Back propagation is the method/algorithm used to update neural network weights in order to minimise a cost function, such as the one we defined earlier. In the forward pass stage, the network finishes by predicting a class label (classification) or value (regression) \(\hat{y}\) and the cost function computes the magnitude of the error made. In back propagation, this error is then 'back-propagated' into the network to update the weights of the network to try and minimise this error. Given all the functions in our network are differentiable, we can compute gradients which tell us the direction of the weight update to do, in order to minimise the error.
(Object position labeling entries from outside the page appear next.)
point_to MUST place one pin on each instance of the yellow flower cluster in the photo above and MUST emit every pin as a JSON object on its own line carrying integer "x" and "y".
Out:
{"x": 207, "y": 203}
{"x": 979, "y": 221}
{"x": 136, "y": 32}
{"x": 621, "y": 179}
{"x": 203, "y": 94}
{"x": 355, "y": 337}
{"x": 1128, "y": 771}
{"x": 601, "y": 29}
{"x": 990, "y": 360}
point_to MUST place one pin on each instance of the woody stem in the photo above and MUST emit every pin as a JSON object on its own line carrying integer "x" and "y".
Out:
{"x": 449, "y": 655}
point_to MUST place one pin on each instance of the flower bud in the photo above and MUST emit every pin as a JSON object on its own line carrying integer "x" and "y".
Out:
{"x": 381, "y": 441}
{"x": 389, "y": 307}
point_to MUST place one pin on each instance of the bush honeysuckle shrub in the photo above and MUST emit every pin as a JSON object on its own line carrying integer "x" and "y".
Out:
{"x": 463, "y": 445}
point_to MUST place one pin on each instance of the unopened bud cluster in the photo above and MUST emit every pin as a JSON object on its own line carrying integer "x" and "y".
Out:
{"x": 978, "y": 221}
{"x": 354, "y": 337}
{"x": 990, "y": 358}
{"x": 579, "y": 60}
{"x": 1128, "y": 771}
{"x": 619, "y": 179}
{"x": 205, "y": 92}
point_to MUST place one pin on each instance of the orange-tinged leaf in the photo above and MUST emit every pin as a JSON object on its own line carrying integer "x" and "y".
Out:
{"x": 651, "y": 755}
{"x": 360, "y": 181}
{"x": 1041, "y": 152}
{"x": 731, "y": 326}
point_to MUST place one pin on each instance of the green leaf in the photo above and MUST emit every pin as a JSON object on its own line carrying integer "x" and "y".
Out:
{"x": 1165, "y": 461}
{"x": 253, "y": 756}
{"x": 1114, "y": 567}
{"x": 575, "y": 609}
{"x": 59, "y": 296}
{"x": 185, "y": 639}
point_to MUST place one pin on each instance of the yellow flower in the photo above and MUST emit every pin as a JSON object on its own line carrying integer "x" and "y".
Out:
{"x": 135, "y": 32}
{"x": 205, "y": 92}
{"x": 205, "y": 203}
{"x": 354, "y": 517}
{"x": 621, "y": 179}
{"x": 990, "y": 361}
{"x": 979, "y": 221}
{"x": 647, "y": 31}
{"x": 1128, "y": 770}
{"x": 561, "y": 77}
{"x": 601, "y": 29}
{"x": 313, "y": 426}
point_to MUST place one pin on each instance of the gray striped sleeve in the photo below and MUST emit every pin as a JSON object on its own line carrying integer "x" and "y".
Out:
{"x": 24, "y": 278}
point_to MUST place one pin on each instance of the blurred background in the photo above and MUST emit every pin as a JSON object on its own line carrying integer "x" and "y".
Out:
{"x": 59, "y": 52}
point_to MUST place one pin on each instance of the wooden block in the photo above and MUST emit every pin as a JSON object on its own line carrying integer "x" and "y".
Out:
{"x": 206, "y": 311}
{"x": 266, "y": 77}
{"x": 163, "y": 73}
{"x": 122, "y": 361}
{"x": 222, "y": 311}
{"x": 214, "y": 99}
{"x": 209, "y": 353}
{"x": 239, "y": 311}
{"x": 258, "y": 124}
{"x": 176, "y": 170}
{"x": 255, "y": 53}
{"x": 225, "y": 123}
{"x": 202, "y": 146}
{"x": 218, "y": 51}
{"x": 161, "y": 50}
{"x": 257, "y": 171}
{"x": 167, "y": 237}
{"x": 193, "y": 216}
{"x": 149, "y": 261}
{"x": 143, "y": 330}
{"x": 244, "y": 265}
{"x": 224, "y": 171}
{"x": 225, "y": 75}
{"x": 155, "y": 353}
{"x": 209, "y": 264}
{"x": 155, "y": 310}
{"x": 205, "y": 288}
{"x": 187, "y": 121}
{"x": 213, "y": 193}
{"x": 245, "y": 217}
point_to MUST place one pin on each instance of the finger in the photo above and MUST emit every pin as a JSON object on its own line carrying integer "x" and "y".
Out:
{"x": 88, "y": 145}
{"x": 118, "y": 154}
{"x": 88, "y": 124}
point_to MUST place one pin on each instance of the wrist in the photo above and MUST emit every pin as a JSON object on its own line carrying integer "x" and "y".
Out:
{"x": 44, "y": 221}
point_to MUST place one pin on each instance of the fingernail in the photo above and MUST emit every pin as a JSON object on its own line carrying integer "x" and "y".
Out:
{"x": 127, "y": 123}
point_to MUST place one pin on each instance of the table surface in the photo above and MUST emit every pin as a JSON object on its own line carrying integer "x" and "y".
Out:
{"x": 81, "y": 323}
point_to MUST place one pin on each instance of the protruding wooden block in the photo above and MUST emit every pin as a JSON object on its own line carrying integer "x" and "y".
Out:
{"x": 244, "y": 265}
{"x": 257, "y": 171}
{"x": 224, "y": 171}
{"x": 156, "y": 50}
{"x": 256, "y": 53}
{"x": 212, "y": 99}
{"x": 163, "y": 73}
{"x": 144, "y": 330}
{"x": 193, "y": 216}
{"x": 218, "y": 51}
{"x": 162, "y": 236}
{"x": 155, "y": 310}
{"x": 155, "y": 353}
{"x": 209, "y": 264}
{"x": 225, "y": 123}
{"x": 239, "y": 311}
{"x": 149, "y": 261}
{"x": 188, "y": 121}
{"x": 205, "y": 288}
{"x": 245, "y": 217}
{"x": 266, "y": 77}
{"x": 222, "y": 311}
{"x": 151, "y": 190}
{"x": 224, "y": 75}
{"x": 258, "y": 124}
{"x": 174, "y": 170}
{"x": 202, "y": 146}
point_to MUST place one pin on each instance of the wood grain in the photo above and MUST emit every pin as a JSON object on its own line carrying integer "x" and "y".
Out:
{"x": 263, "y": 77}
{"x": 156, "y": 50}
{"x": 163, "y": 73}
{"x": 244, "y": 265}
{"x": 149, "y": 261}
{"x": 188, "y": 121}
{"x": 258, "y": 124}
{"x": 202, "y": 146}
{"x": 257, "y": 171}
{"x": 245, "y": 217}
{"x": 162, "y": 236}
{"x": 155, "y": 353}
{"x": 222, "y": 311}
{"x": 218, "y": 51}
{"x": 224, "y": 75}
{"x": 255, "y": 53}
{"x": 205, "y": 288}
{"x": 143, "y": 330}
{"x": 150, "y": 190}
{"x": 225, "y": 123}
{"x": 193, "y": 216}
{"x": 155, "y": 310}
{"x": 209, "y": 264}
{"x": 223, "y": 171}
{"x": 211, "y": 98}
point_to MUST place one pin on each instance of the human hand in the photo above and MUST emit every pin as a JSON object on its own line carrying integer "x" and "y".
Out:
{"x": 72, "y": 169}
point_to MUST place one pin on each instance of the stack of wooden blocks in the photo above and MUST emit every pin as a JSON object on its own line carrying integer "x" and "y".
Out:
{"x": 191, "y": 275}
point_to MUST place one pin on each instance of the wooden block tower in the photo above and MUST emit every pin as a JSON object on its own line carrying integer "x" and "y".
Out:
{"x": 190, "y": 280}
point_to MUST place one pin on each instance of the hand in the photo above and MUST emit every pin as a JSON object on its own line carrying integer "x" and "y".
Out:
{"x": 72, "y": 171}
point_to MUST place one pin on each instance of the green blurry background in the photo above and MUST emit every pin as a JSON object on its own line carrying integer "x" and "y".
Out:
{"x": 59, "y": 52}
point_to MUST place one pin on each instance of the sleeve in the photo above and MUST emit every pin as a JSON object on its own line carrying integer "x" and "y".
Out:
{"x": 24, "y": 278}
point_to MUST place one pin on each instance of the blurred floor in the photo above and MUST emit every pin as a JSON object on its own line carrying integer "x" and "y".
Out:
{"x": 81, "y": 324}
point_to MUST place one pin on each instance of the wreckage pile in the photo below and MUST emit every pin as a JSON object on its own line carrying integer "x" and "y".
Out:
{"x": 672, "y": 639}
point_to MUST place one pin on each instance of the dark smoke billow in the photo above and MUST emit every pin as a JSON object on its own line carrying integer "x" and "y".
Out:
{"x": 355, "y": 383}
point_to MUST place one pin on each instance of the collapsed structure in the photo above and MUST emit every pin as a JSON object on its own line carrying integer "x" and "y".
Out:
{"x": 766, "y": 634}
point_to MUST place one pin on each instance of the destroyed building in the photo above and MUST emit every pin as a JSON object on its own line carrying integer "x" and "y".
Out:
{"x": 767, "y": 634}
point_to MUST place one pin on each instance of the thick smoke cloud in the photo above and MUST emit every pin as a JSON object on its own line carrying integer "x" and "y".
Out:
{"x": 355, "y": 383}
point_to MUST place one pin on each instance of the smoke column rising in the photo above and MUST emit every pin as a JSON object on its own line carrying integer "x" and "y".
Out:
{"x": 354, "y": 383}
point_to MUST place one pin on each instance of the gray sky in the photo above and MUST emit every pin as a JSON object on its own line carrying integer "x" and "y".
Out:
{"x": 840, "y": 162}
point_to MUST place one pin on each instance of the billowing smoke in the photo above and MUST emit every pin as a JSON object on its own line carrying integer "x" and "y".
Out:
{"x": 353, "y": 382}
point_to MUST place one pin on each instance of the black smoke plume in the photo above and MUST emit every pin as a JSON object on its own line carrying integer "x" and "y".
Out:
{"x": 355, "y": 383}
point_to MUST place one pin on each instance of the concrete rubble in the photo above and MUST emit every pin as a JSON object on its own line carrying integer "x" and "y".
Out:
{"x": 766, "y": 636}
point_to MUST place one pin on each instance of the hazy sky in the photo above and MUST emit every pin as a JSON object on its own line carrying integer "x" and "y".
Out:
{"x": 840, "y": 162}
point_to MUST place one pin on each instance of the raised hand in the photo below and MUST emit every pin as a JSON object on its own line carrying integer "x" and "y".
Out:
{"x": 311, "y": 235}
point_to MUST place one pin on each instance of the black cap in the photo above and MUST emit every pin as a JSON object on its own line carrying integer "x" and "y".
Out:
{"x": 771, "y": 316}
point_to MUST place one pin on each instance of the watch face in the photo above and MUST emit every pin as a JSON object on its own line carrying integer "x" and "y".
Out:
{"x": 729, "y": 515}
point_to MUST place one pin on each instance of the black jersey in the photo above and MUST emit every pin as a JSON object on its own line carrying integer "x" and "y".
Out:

The derivation starts by computing the derivative of our cost function and our non-linear activation function: $$\frac{\partial C}{\partial y} = \hat{y} - y $$ $$\frac{\partial f(x)}{\partial x} = f(x) \cdot (1-f(x))$$ The aim is to work out, how the cost function error changes with respect to the network weights, this can be decomposed using the chain rule into three partial derivatives: $$ \frac{\partial C}{\partial w} = \frac{\partial C}{\partial o} \frac{\partial o}{\partial a} \frac{\partial a}{\partial w} $$ Where: $$ g(x) = \sum\limits_{n=1}^{n}\textbf{W}\textbf{x} $$ $$ a = \frac{1}{1 + e^{-g(x)}} $$ What this means is, we can understand how the cost function changes with respect to each individual weight, by computing how the output changes, with respect to the weighted-input activations and how the activations change with respect to the weights. Clearly it's called back propogation as these gradients are being computed going back from the output to the input layer.

The last partial \(\frac{\partial a}{\partial w} \) only depends on \(x \) given \(g(x)\) above so it's simply: $$ \frac{\partial a}{\partial w} = x $$ We have already defined \(\frac{\partial o}{\partial a} \) above as it is simply the derivative of the activation function : $$ \frac{\partial o}{\partial a} = \frac{\partial f(x)}{\partial x} = f(x) \cdot (1-f(x)) $$ Finally we are left with \(\frac{\partial C}{\partial o}\) which if the neuron activation is in the output layer it is easily given by the derivative of the cost function defined above. This is because only a single weight connects it to a particular output. However, if we are in a hidden layer, in a deep network, we have to consider the cost function error to all neurons this weight can lead to (see diagram at start), so we chain rule again!: $$ \frac{\partial C}{\partial o_{j}} = \sum\limits_{i \in I} \frac{\partial C}{\partial o_{i}} \frac{\partial o_{i}}{\partial a_{i}} \frac{\partial a_{i}}{\partial o_{j}} $$ where \(\frac{\partial a_{i}}{\partial o_{j}}\) is simply the weight \(w\).

So we have the following function if we are in the output layer: $$ \frac{\partial o}{\partial a} \frac{\partial a}{\partial w} = f(x) \cdot (1-f(x)) (\hat{y} - y)(y) $$ or if we are in an arbitrary hidden layer: $$ \frac{\partial O}{\partial w_{kj}} = - \sum\limits_{i \in I} \frac{\partial C}{\partial o_{i}} \frac{\partial o_{i}}{\partial a_{i}}w f(x) \cdot (1-f(x)) (\hat{y} - y)(y) $$ Notice the minus given we want to minimise the cost. So we have the gradient, how much of it do we want to update the weights by? By introducing a scalar multiple, the learning rate, \(\eta\) we can add a given fraction of the gradient to the weights. $$ \frac{\partial O}{\partial w_{kj}} = - \eta\sum\limits_{i \in I} \frac{\partial C}{\partial o_{i}} \frac{\partial o_{i}}{\partial a_{i}}w f(x) \cdot (1-f(x)) (\hat{y} - y)(y) $$ And voilà! That's why differentiable functions are used. Many sexier ways of doing this now exist (multiple optimisers exist, not just stocastic graident descent), such as the use of momentum and other adaptive learning algorithms (ADAM, Adagrad..) that basically keep a history of weight updates to inform the next decision.